Ideen, die die Stadt nichts kosten
Mapal, die Aalener Hochschule, Stadtrat Claus Albrecht und weitere haben das erkannt. Noch in Mosambik entschieden sie sich, mit Wissen, Bildung und Ausbildung zu helfen (wir berichteten). „Es sind konkrete Ideen, die die Stadt gar nichts kosten“, resümiert Siegfried Lingel und warnt zugleich: „Das nun kleinkariert totzureden, wäre ein großer Schaden für Aalen“, womit er die Debatte anspricht, die im Gemeinderatsausschuss begann. Noch während die Delegationsteilnehmer in Mosambik mögliche Projekte ausloteten und OB Rentschler mit seinem mosambikanischen Amtskollegen den Vertrag unterzeichnete, braute sich Widerstand in Aalen zusammen: Mit der Unterzeichnung fühlten sich die Räte übergangen, daran ändere auch die Formulierung nichts, dass der Vertrag erst nach Ratifizierung des Gemeinderats in Kraft trete. „Doch der Vertrag war ein absolutes Muss“, bekräftigt Lingel.

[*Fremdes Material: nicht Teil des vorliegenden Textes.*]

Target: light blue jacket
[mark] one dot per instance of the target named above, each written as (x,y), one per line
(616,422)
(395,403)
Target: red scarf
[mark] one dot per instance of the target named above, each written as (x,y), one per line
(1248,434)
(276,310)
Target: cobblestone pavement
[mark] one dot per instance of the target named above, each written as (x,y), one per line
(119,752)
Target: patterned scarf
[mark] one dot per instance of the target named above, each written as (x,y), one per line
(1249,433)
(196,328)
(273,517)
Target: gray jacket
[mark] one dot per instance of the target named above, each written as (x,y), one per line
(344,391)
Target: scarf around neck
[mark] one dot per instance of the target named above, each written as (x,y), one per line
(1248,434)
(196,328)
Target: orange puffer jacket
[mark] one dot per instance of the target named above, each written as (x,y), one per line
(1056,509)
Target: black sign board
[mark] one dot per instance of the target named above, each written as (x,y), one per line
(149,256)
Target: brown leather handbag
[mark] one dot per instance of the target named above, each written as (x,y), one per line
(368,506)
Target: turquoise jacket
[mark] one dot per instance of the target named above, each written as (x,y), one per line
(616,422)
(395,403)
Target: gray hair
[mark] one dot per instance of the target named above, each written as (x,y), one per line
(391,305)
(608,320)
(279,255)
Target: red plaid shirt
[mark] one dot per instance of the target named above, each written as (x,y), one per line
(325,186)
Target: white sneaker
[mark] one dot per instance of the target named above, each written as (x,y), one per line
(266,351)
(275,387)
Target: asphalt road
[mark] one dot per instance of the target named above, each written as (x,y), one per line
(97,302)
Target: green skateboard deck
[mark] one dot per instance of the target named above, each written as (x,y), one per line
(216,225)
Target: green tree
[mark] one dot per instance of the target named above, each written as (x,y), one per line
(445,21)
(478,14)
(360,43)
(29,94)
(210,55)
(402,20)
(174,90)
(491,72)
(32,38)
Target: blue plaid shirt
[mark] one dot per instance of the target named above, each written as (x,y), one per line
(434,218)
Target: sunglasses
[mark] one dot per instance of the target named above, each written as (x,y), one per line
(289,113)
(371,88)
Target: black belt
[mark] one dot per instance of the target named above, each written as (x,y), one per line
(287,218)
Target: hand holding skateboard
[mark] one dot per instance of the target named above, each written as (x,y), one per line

Warum überhaupt Mosambik? „Hat die Stadtverwaltung geprüft, ob es andere private Initiativen gibt, die es wert sind, unterstützt zu werden?“, will eine Frau aus dem Publikum wissen. „Es wäre gar nicht möglich gewesen, irgendein anderes afrikanisches Land herauszugreifen“, antwortet Rentschler und verweist auf das 25 Jahre lang gewachsene mosambikanische Netzwerk von Lingel, auf das die Aalener aufsetzen können. Wie es nun weitergehe, könne man nur ausprobieren, niemand habe einen Masterplan in der Tasche – „was daraus entsteht, liegt an uns.“
Nicht anders sei es bei anderen Partnerschaften der Stadt Aalen gewesen, antwortet Hermann Schludi als Vorsitzender des Städtepartnerschaftsvereins auf die Publikumsfrage, ob es Erwartungen an den Städtepartnerschaftsverein gebe. „Es ist wie bei Saint-Lô: Man wollte damals etwas machen, wusste aber nicht wie. Man hatte ein Ziel, doch der Weg war nicht klar“. Nicht zu wissen, wie man sein Ziel erreiche, müsse man aushalten. Und man müsse begreifen, dass Partnerschaft nicht nur Nachbarländer einschließe. Heute gebe es neue Kommunikationswege, in Sekundenschnelle können Nachrichten mit Menschen auf der ganzen Welt ausgetauscht werden. Digitalisierung macht’s möglich.
Ein Netzwerk hilft
Eben dieses Thema steht für Aalens Hochschulrektor Gerhard Schneider im Mittelpunkt. „Afrika ist der am schnellsten wachsende Kontinent“, sagt der Rektor, und so stelle sich die Frage: „Haben wir Zugang zu diesen Talenten?“Eine Antwort darauf liege in der Digitalisierung. „Man muss Leute nicht hierher holen, sondern kann mit ihnen über das Internet kommunizieren.“So, wie Mapal es vorhat. Die Aalener Firma will in Mosambik per Skype Programmierer ausbilden, die dann auf eigenen Beinen stehen können. Bei all diesen Initiativen helfe es, „wenn man an ein bestehendes Netzwerk andockt“, sagt Schneider.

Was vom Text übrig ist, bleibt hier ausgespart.